The Brussels region should follow the example of Flanders, with a deposit on the use of plastic containers for water, soft drinks and the like, according to regional secretary of state Bianca Debaets (CD&V). Last week Flemish environment minister Joke Schauvliege announced her intention to intriduce a deposit of 25c on cans and plastic bottles – two and a half times more than the conventional 10c deposit on glass bottles. The measure is aimed at increasing the recycling of aluminium and plastic containers, but the retail industry is against the idea, claiming that small shopkeepers will not be able to collect and store the returned containers, which ought to be the responsibility of the customer.
For Debaets (photo), however, the Flemish initiative gives the momentum needed to make a difference in Brussels as well. “A deposit,” she told Bruzz, “will drastically reduce the rubbish left behind on the streets of Brussels. Flanders has its plans in place; Brussels ought to follow suit.”

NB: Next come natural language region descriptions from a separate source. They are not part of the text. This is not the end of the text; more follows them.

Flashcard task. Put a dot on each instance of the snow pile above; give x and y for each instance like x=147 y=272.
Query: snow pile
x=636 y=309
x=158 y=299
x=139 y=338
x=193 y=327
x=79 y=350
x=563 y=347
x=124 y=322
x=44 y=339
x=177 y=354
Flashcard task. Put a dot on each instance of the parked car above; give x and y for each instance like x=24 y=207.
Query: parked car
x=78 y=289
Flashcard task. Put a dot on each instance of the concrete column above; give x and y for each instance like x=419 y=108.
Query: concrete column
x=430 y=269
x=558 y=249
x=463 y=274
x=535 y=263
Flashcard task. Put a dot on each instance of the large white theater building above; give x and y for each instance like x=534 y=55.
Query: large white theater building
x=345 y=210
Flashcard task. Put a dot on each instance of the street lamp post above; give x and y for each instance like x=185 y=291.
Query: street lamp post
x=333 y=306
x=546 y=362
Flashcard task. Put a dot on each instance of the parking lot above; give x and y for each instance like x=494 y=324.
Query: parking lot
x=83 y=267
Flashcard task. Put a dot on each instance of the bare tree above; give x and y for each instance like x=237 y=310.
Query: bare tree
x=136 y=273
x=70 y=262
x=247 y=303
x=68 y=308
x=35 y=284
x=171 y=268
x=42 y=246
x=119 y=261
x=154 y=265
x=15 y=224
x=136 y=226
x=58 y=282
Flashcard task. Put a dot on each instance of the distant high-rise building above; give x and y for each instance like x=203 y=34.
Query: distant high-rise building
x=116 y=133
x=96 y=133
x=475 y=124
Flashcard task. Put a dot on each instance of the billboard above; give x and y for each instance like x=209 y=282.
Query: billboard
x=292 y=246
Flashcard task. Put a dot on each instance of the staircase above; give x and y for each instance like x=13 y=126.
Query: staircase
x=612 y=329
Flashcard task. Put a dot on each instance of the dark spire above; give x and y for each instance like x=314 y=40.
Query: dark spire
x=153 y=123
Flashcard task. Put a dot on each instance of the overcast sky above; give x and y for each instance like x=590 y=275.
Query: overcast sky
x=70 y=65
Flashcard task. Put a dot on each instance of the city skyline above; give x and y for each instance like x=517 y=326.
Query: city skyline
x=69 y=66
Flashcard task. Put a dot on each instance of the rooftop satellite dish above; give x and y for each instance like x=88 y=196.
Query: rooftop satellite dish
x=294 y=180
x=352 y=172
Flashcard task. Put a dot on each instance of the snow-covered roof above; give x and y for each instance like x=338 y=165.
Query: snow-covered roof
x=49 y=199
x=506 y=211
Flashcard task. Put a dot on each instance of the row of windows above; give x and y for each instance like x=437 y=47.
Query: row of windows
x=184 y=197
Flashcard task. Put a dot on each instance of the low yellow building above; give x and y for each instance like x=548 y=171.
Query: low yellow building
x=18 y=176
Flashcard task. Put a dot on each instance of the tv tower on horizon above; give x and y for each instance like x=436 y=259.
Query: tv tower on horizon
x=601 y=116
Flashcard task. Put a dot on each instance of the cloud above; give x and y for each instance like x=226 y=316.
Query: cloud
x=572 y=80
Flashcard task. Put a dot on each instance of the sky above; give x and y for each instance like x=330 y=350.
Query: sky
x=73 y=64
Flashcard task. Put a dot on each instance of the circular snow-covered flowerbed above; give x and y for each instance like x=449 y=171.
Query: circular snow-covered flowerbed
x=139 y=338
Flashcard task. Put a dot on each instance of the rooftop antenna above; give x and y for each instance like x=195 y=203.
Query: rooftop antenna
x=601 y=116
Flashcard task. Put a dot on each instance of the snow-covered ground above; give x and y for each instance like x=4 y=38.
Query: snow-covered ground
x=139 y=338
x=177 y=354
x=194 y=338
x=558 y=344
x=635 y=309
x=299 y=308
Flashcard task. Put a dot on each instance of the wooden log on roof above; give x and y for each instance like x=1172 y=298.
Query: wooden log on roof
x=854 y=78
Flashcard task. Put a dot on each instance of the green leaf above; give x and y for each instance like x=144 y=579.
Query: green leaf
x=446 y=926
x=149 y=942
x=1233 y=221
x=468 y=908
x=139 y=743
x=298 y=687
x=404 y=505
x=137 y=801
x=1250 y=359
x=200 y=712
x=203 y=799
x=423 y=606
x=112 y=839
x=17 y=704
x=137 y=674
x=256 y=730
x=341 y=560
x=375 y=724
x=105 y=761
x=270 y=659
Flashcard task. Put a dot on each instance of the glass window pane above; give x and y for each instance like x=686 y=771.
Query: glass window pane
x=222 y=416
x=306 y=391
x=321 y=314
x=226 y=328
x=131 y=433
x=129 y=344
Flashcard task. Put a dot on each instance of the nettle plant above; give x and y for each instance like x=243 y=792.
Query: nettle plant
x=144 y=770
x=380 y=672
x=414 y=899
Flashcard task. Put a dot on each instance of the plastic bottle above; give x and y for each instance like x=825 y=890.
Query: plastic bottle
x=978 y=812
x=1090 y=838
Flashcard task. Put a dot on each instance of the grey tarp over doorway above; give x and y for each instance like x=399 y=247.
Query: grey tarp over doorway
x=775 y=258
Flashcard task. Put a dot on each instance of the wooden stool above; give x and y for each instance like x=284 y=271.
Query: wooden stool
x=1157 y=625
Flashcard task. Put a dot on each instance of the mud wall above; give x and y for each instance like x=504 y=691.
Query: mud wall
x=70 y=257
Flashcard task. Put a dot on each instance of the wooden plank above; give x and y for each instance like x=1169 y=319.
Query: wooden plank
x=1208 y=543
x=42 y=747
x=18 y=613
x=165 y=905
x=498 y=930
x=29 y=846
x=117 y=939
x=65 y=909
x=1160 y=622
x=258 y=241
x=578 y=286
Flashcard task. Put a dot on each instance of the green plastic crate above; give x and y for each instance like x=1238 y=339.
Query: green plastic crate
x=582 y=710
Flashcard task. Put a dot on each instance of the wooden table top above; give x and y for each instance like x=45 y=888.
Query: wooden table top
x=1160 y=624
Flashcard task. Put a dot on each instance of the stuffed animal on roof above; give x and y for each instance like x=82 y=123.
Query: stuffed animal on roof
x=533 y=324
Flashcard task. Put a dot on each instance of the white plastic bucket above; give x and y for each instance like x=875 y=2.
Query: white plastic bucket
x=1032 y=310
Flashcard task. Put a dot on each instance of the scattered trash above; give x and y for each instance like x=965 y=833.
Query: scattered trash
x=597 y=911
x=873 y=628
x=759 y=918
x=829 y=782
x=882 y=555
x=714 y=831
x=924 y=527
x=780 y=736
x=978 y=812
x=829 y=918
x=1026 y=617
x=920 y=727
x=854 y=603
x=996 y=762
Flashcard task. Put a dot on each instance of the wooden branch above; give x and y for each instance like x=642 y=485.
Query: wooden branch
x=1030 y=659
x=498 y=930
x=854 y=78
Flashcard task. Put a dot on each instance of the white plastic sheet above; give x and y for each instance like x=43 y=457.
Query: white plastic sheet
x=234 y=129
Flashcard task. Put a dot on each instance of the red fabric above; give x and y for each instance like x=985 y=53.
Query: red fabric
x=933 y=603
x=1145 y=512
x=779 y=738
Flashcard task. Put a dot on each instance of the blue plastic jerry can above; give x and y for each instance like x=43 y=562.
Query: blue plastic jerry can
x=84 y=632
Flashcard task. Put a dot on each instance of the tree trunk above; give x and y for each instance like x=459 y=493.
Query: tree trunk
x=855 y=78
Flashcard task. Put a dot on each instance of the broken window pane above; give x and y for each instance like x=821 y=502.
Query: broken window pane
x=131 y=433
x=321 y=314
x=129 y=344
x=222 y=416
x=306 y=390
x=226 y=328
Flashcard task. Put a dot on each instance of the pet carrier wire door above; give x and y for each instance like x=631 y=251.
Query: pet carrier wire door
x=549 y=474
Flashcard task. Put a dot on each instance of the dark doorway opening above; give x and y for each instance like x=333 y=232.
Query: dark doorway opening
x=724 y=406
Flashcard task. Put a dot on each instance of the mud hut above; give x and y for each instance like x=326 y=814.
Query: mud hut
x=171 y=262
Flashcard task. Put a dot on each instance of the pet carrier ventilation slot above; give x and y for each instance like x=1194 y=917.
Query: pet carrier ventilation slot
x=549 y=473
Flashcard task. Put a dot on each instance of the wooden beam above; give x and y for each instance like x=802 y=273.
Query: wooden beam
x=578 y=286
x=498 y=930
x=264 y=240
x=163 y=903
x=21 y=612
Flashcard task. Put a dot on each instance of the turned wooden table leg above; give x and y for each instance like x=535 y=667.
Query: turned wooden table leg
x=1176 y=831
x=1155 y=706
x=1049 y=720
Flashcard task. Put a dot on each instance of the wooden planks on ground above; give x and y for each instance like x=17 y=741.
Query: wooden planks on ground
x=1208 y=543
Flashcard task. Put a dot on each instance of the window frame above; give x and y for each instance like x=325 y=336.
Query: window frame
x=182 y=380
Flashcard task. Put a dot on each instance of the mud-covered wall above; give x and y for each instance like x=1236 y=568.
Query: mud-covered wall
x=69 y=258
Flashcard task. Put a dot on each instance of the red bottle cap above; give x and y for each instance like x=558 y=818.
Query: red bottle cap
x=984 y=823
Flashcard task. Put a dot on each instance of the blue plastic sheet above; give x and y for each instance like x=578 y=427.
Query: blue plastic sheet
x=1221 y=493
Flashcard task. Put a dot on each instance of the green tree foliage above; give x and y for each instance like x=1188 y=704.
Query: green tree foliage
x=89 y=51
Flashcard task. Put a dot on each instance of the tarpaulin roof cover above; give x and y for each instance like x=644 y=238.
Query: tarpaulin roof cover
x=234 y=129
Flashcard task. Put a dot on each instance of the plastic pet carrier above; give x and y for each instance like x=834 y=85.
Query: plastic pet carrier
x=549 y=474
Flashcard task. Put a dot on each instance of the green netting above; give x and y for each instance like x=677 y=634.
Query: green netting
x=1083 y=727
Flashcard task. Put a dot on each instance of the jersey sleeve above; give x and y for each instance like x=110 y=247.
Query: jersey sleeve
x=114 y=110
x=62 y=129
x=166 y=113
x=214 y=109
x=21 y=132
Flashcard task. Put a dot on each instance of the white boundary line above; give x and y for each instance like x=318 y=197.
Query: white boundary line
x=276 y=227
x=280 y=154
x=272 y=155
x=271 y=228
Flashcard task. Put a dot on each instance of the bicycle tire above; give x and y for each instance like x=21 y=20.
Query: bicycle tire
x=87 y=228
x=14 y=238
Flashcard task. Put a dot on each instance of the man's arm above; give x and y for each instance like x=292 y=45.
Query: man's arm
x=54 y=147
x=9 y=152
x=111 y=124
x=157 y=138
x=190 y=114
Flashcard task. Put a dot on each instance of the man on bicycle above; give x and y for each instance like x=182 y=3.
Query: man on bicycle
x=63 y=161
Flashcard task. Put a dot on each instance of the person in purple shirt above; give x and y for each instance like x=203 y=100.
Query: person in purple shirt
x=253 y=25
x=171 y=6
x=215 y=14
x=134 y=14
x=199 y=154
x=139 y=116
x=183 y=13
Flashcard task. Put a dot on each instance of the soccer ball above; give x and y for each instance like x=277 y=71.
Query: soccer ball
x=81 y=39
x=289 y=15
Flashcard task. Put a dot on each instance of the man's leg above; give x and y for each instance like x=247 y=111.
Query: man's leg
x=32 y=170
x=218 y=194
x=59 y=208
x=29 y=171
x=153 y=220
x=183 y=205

Surveys have shown that street rubbish is a major concern of the city’s residents. “Our bin-men and street-sweepers do what they can, and fines for fly-tipping have gone up sibstantially in recent years. But it’s not enough. We need to tackle the problem of rubbish from various angles.”
The existing blue bag for PMD waste would then become, she proposed, a means of recycling plastic containers not currently included in the collection, such as shampoo bottles, butter cartons and other containers.